NEW YORK – On Wednesday, June 29, Capsule Auctions will offer the private collection of Joseph Rondina, a single-owner sale with a vast array of treasures from decades of collecting. Rondina was an internationally renowned antiques dealer who built a distinguished private collection of antique furniture, objet d’art, fine art and Asian art. Session I, which is devoted to Asian art, will begin at 10 am Eastern time, and Session II, which showcases antiques and fine art, will start at 2 pm Eastern time. Absentee and Internet live bidding for both sessions will be available through LiveAuctioneers.
Don McNair, in an essay in the catalog for the sale, said: “Joseph Rondina was born into a first-generation Florentine American family in Auburn, a community in upstate New York. He attended Auburn schools, graduated from Manlius Military Academy and served in World War II with the U.S. Army Occupation Forces, stationed in Berlin.”
“Returning to the U.S. at the end of the war with a renewed appreciation of art and history, as well as a continental approach to decorating, he graduated from the Whitman School of Design in New York City. He opened Joseph Rondina Antiques in 1957 on East 62 Street at Madison Avenue, taking possession of the existing premises of Williams-Michelsen. With his instinctive eye for elegance and refinement, it was not long before his establishment was the go-to destination for European aristocracy, scions of industry, notables of the social register and cafe society from the U.S. and abroad.”

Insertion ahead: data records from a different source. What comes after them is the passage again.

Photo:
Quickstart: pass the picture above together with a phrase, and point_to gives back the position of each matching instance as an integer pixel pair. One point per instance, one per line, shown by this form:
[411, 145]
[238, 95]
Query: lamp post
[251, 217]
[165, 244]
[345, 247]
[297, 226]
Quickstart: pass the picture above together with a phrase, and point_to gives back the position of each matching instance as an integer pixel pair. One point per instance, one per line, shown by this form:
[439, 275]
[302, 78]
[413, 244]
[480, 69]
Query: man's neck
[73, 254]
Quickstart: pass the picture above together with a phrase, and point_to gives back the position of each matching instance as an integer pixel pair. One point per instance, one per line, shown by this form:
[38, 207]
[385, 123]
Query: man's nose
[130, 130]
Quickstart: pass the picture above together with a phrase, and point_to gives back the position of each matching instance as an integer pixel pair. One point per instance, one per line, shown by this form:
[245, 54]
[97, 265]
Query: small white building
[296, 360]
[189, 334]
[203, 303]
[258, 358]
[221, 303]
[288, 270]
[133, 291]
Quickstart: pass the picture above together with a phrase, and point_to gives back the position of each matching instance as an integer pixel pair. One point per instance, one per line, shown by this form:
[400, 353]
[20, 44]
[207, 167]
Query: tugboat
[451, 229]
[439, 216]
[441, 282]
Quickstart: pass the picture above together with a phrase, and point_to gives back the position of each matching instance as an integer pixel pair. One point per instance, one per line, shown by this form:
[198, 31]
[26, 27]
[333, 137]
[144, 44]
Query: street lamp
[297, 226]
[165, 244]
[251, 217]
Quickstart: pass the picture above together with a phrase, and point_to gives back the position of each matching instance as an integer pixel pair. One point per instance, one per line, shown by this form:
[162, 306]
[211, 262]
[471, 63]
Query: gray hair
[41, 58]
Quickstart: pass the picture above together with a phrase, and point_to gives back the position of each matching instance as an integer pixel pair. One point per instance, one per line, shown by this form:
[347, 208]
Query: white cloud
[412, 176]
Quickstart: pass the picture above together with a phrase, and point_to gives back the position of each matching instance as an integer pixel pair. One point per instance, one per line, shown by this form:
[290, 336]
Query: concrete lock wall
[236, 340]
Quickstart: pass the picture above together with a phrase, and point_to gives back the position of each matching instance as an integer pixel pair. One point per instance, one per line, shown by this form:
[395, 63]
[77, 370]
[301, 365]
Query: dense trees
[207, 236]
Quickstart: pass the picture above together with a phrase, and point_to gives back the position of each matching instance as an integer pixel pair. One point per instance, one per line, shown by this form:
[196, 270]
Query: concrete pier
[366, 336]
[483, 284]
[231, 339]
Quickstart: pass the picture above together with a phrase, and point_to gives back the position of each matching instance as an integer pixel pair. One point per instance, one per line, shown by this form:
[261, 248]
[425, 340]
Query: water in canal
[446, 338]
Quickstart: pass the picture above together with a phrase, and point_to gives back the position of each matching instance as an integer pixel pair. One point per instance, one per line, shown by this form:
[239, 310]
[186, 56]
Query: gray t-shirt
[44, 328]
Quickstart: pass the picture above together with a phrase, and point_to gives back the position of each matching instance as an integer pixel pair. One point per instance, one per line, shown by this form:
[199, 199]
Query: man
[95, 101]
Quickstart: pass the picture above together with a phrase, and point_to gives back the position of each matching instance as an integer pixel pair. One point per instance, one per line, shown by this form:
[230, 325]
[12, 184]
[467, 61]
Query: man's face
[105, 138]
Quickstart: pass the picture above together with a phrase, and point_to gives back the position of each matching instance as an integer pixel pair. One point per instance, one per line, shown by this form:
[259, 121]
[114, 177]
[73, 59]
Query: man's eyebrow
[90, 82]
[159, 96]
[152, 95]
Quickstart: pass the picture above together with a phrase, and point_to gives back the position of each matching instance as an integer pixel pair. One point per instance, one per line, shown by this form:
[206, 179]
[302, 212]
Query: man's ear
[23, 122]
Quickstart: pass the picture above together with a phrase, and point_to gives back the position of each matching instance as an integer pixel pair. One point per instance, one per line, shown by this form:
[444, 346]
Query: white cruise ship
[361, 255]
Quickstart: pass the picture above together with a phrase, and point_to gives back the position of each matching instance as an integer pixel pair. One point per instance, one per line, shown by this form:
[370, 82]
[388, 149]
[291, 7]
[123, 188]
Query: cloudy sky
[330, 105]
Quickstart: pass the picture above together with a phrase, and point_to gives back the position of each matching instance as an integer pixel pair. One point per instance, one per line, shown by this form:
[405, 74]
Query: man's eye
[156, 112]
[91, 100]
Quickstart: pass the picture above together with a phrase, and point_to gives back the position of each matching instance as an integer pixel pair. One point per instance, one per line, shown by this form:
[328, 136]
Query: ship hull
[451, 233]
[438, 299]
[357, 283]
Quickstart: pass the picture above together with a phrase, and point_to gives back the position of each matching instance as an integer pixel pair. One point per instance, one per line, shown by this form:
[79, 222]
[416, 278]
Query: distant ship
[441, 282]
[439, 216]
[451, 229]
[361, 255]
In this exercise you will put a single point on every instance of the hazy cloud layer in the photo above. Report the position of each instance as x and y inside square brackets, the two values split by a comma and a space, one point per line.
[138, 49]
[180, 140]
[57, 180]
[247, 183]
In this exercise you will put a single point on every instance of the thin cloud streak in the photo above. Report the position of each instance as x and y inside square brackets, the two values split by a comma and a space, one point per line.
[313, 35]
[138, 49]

“His interests focused primarily on European 18th-century decorative arts and furniture, later evolving to include Chinese, Korean, Indian, Siamese, Cambodian, Persian and Japanese material, bringing a more esoteric and exotic style to the market. With his sensitivity to changes in taste, he instinctively knew what was appropriate for the time. It would bring him enormous pleasure to see his collection enjoyed by the next set of owners.”
Highlights from the Asian art session is a pair of Chinese large Sancai glazed and painted pottery Lokapala from the Tang dynasty, estimated at $6,000-$8,000. Each figure is in a strong stance, with arms outstretched and hands clasped, which originally grasped a spear or weapon. Their raised legs rest on recumbent bulls, and each face is finely detailed with black and red pigments. Their armor is colored with patterned sancai green, cream and amber glaze. The smaller one is thermoluminescence-dated.
Equally alluring is a Chinese Yue glazed ceramic owl-form vessel from the Han dynasty, estimated at $5,000-$8,000. It is a lidded jar in the shape of an owl, its red stoneware body partially covered in olive green glaze, and it features incised feathers and other details. This piece is also thermoluminescence-dated.
The afternoon antiques and fine art session is graced with a pair of Swedish Rococo gilt mirrors from circa 1800. Created after a model by Gustav Precht, each pediment is topped with floral bouquet urns over the rectangular mirror plate bordered with etched panels. The pair are together estimated at $10,000-$15,000.
Eminently worthy of mention is a circa-1906 oil painting by Louis Valtat, titled Vase d’Anemones et Jonquilles (Vase with Anemones and Daffodils). Estimated at $10,000-$15,000, it is initialed on the lower right and is accompanied by a photocopied certificate of authority issued in 1969 from Louis Andre Valtat, grandson of the artist.
Sculpture offerings are distinguished by a bronze after Giambologna. Figure of Architecture is seated on an integrally cast plinth and mounted on a green marble base. Its estimate is $10,000-$15,000.